Back in September 2016, we interviewed the Mary Black Foundation’s vice president of programs, Molly Talbot-Metz, to learn more about its approach to equity funding in Spartanburg County, South Carolina. Back then, MBF was just getting started with a new exploration of its role in advancing equity in the region. Talbot-Metz told us, an "equity lens can sharpen a foundation’s focus on outcomes and can target limited resources to populations or areas with the greatest disparities. In fact, a focus on equity can increase organizational effectiveness at every stage in the grantmaking process.”
So, now nearly a year and a half later, we got to wondering how that grantmaking process has been shaping up through MBF’s equity lens and if the pool of recent grantees looks different than it used to.

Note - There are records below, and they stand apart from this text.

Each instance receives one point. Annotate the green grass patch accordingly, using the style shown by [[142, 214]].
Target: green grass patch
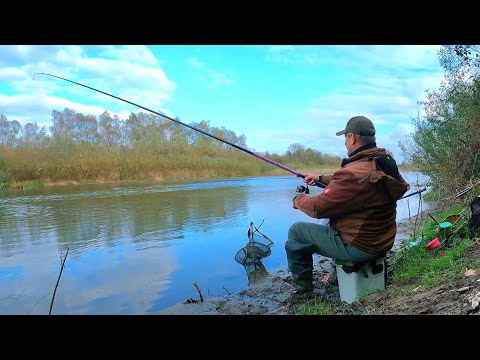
[[420, 265], [316, 307]]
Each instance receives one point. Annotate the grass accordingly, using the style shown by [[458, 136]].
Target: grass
[[417, 268], [316, 307], [422, 266]]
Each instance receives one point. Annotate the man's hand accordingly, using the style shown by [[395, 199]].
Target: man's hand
[[311, 178], [293, 201]]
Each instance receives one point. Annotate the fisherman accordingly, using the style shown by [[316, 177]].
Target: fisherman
[[360, 201]]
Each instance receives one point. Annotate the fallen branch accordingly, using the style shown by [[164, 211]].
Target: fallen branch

This past summer, MBF awarded five grants totaling $555,000 through its Adolescent Health Initiative called Connect. This initiative is all about providing adolescent-friendly services in Spartanburg to improve the lives of all adolescents. These particular funds were made possible through a grant from the federal Office of Adolescent Health, and MBF leveraged additional funds from there to make the grants. The largest grants went to BirthMatters ($160,000) to provide community-based prevention youth programs and to the City of Spartanburg ($134,000) for the Parks and Recreation Department's youth development and youth leadership activities.
Then in the fall, MBF made 11 new grants totaling $1,037,920 for a wider array of causes to help make Spartanburg a healthier and more vibrant place to live. Once again, BirthMatters was a top grantee, securing $116,500 for a home visitation program for young moms. Other top grants went to Partners for Active Living, which received $157,250 for general operating expenses, and Spartanburg County First Steps, which was awarded $124,500 to improve child care programs.
As you can probably pick up from this recent sampling of grants, children and youth have been major causes of concern for MBF lately. Recent posts on the MBF blog also highlight early childhood development work and interests, such as the FocusFirst Program and Erin’s Law, which is a South Carolina law that requires school districts to provide age-appropriate education regarding sexual abuse from pre-K through 12th grade. Other child-focused interests of this funder lately include literacy, new schools, and family strengthening programs. There hasn’t been quite as much talk about equity as a driving concept lately, but you can certainly see overtones of equal opportunity for children and youth if you look closer at the purposes behind MBF’s recent grants. After all, there always comes a time to stop talking about your mission and get down to work to apply it.
MBF is in the middle of its 2017-2019 strategic plan, which identifies broad goals of "impact, engage, and partner." Therefore, we're not expecting funding to deviate too much this year from last. The next grant application deadline is February 1, followed by August 1 this year. However, it is strongly recommended that grantseekers meet with the program staff at least 30 days prior to a grant deadline, especially if your field of work is early childhood development or healthy eating/active living.
In the most recent financial statement available, MBF reported over $77 million in total assets.